We hear a lot about what environmentally friendly actions have been, will be, or could be better for the environment. Whether the thing that is "better" is something individual consumers can do, something companies have done or plan to do, or something a government somewhere is considering doing, we are met constantly with information from environmental activists, policymakers and corporate public relations officers telling us what we should do or support in order to mitigate global warming. We are hammered with statistics. We are courted by pretty pictures of trees and grass. We are asked to make an informed decision. But are we informed? Not adequately.

Nor do I think we're respected. I couldn't tell you whether my computer uses more energy than my desk lamp or vice versa, but this doesn't mean I wouldn't like to know. I bet some other people would like to know this too. And not just which one uses more, but how much more. We're simple folk, but we ain't stupid.

Somewhere in the world of science and technology, somebody is bound to be measuring the potential greenhouse gas emissions of one action versus another, one technology versus another, one policy versus another, and so on. I'm sure measurements like this are made routinely. But so very little of this comparative work is made known to consumers! Sure, we hear sometimes how what some company has done is the equivalent of taking a certain number of cars off the road, but in isolation, it's hard to say whether the numbers being given us are at all impressive. Phrased the right way, statistics can make a token effort seem like a mammoth contribution. So how can one not be a skeptic?

What I propose is a way to help people like me get their head around global warming, and what they can do. Let's have, for example, a website. The website would be called something like howmuchbetter.org and would use a standard measure of greenhouse gas emissions to inform people about constructive and destructive decisions made by themselves and/or others. It would be quantitative. No greenwashing, just how-much-are-you-emitting-versus-how-much-could-you-be-emitting. Actually, not just how much the consumer himself emits, because you'd have to count the energy spent in the production and distribution prior to consumption, if applicable. People could compare the benefits of buying fair trade bananas to the benefits of switching an incandescent bulb to a CFL, directly. In greenhouse-gas terms. They could compare Wal-mart's purchases of organic cotton to Arnold Schwarzenegger's emissions laws in California. And they could compare economic costs and opportunities alongside greenhouse emissions. Yes, there would be space to mention other environmental, social and individual upsides and downsides. But the quantified fields would be a) greenhouse gas emissions, and b) dollars and cents. It could be open-sourced, potentially, if you had enough informed people around to add their commentary.

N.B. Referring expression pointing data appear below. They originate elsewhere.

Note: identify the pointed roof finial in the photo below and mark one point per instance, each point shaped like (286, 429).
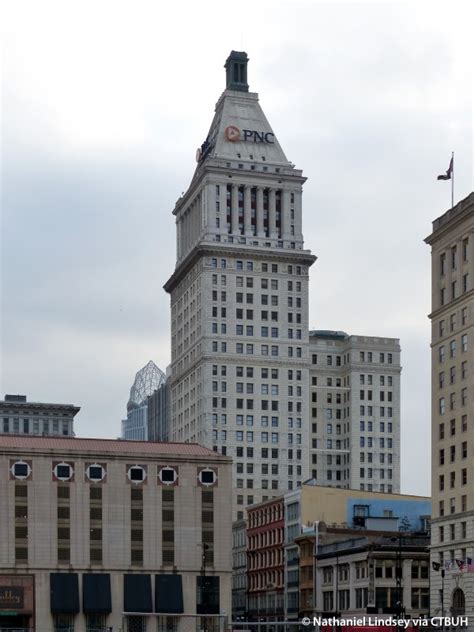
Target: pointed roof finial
(236, 71)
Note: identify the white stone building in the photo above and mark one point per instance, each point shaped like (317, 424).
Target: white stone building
(19, 416)
(239, 301)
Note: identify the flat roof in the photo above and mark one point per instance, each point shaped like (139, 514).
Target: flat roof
(106, 446)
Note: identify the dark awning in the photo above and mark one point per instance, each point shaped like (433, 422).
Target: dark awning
(96, 598)
(208, 595)
(137, 593)
(64, 593)
(169, 594)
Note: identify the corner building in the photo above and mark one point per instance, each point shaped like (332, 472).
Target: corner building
(355, 411)
(239, 301)
(99, 534)
(452, 411)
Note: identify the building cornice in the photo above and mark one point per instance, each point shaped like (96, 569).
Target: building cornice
(218, 249)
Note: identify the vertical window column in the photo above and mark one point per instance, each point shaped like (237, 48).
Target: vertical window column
(297, 221)
(64, 524)
(179, 237)
(235, 210)
(167, 526)
(21, 523)
(248, 229)
(207, 522)
(260, 229)
(285, 214)
(136, 526)
(273, 233)
(95, 525)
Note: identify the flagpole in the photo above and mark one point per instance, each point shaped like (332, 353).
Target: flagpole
(452, 183)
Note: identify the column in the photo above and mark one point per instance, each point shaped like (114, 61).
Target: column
(223, 209)
(272, 214)
(260, 232)
(235, 210)
(297, 222)
(285, 214)
(178, 237)
(406, 584)
(247, 212)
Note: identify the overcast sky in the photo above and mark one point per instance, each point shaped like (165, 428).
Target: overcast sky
(104, 104)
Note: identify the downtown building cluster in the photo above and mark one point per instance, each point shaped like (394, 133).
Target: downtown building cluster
(247, 376)
(259, 419)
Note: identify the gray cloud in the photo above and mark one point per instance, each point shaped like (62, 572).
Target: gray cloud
(99, 143)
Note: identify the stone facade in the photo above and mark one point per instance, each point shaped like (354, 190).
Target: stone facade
(452, 437)
(239, 571)
(355, 411)
(156, 513)
(18, 416)
(239, 304)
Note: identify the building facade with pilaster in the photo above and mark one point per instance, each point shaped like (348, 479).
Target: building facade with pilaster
(355, 411)
(239, 301)
(452, 411)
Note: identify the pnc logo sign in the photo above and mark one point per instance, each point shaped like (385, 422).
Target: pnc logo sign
(233, 134)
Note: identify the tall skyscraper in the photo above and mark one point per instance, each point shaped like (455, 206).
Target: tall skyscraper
(452, 415)
(355, 411)
(239, 300)
(147, 381)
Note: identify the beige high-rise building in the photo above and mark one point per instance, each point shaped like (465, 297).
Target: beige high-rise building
(355, 411)
(452, 375)
(101, 534)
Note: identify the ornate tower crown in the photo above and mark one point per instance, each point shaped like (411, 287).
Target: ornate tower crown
(236, 71)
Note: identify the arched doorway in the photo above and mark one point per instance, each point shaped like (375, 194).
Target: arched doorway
(458, 602)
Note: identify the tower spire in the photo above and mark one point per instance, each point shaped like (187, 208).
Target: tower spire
(236, 71)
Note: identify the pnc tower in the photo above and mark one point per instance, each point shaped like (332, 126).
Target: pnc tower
(239, 301)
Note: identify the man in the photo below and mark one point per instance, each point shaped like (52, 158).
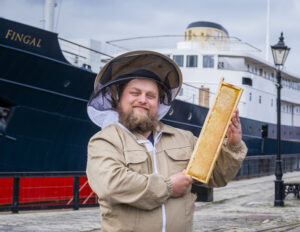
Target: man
(136, 163)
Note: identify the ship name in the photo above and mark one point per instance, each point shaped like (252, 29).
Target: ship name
(23, 38)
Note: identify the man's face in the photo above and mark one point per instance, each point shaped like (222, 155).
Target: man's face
(141, 97)
(138, 106)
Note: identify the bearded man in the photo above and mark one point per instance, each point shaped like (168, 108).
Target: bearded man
(136, 163)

There are so many "how to green your life" columns out there, with tips spewing out all ends, some of them very practical and with enormous potential, some of them needless, too expensive, or even counterproductive! How many people, when they bought that hybrid car, wondered to themselves whether the energy spent in producing the car was more than what they were about to save, over the alternate option of buying a car used? Or rather, how many years they would have to drive the hybrid car for that amount to equal out? We need a solid measure whereby we can judge things like this, soberly and without a sales pitch.

I hope, if upon reading this, somebody knows of a place I can find this sort of information, that they will tell me where it is. Otherwise, I really feel a social-entrepreneurial itch coming on, and am about to go info-hunting.